Apr 1, 2003
Outside Magazine

For more photos and an audio interview with Sean Glaccum, CLICK HERE

The Bhote Kosi

Expedition: Kayaking Nepal
Team: Sean Glaccum, Joe Carberry, Andy Sommer
Location: The Khumbu Region of Northeast Nepal
Objective: Kayak the Bhote Kosi and Imja Khola
Duration: 16 days

SEAN GLACCUM HAS his eye on all eight of Nepal's 8,000-meter peaks, but he's not after the summits. A 25-year-old river guide from Ketchum, Idaho, Glaccum is on a quest to become the first person to kayak the major rivers that drain the highest mountains in the Himalayan kingdom. Between 1998 and 2001, he paddled three of the steep, glacial waterways: the Modi Khola, which tumbles off the slopes of 26,504-foot Annapurna, plus Dhaulagiri's Rahughat Khola and Kangchenjunga's Ghunsa Khola, chalking up three first descents along the way.

"I like paddling the tight, technical rivers you find at altitude," he says. "The views are unbelievable, and you have these places all to yourself."

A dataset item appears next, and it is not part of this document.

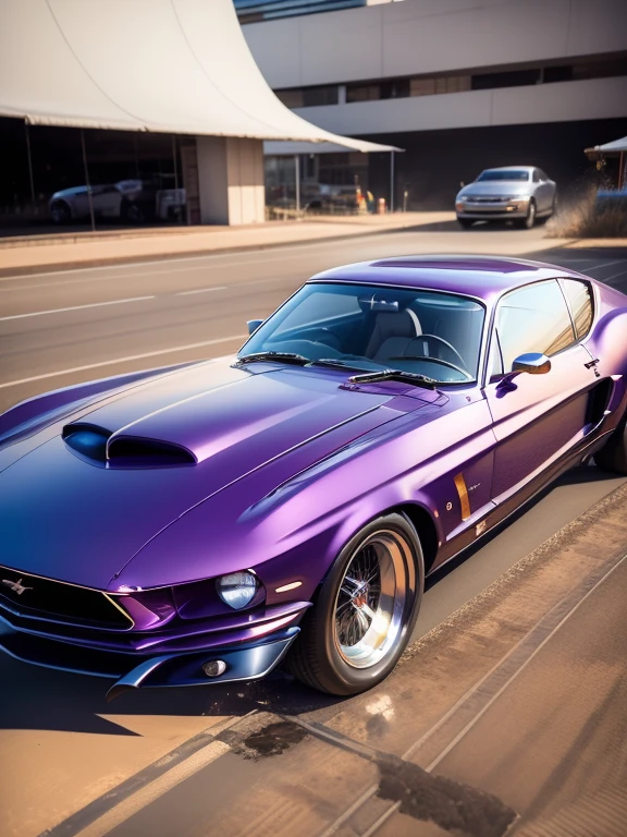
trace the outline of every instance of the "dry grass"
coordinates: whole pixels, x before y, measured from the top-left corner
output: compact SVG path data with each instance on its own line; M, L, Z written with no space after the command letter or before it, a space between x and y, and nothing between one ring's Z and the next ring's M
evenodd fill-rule
M614 205L597 203L597 187L573 205L558 209L546 225L552 239L622 239L627 238L627 202Z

In October, Glaccum knocked off two more of the rarely explored rivers, this time with Joe Carberry, 26, a writer from Boise, and Andy Sommer, 33, an expedition kayaker from Frankfurt, Germany. The team completed a first descent of the Bhote Kosi, a daunting Class V river that drops 200 to 300 feet per mile as it drains 26,906-foot Cho Oyu. (The Colorado River, by comparison, drops about eight feet per mile as it runs through the Grand Canyon.) Next they descended the Imja Khola, which drains Everest and Lhotse and was first paddled by British kayaker Mike Jones in 1976. On a tiny budget of $600 per person, including in-country airfare, Glaccum, his team, and three porters journeyed to Lukla, then spent three days hauling their Wave Sport kayaks 20 miles up the Bhote Kosi Valley to the river's headwaters at 13,000 feet. The descent, a nine-mile run to the village of Namche Bazaar, took two days, more than half of which was spent scouting the unmapped river as it twisted its way through steep 8,000-foot canyons.

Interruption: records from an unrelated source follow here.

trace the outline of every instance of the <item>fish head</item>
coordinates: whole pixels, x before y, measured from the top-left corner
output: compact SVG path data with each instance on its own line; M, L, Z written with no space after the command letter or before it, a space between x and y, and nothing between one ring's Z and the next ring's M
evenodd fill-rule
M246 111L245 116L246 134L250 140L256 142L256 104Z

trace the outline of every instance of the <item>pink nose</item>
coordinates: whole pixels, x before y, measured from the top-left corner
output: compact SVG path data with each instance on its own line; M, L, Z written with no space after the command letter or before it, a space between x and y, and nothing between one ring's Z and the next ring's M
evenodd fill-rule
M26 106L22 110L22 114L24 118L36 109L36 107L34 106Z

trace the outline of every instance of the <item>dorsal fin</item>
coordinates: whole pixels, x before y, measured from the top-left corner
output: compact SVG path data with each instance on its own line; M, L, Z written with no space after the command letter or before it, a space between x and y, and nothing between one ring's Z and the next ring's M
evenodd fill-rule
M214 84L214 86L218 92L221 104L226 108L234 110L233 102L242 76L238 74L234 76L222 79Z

But their biggest challenge was simply keeping warm on the near-freezing alpine water. "We could only paddle when the sun was highest, between the hours of eleven and three," Glaccum says. "Even then, we'd come into a patch of shade and there would be a 40-degree difference in temperature." From Namche Bazaar, they trekked north on the Khumbu trail, stopping about seven miles south of Everest Base Camp at the headwaters of the Imja Khola. The trip down the seven-mile Class IV river took another two days, with breaks worked in to practice hucking off the river's waterfalls.

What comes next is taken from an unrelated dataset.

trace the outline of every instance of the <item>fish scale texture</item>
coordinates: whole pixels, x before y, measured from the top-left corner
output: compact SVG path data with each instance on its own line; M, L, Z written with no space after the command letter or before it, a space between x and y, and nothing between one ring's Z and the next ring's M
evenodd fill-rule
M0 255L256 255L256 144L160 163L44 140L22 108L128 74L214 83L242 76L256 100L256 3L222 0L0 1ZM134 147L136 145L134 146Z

Now home in Ketchum and preparing for the upcoming summer paddling season, Glaccum is heading back to Nepal next October to attempt first descents of the last two rivers on his list, those draining 26,758-foot Manaslu and 27,824-foot Makalu. "Everybody treks up mountains in Nepal," he says. "But it's a lot more fun going back down on the water."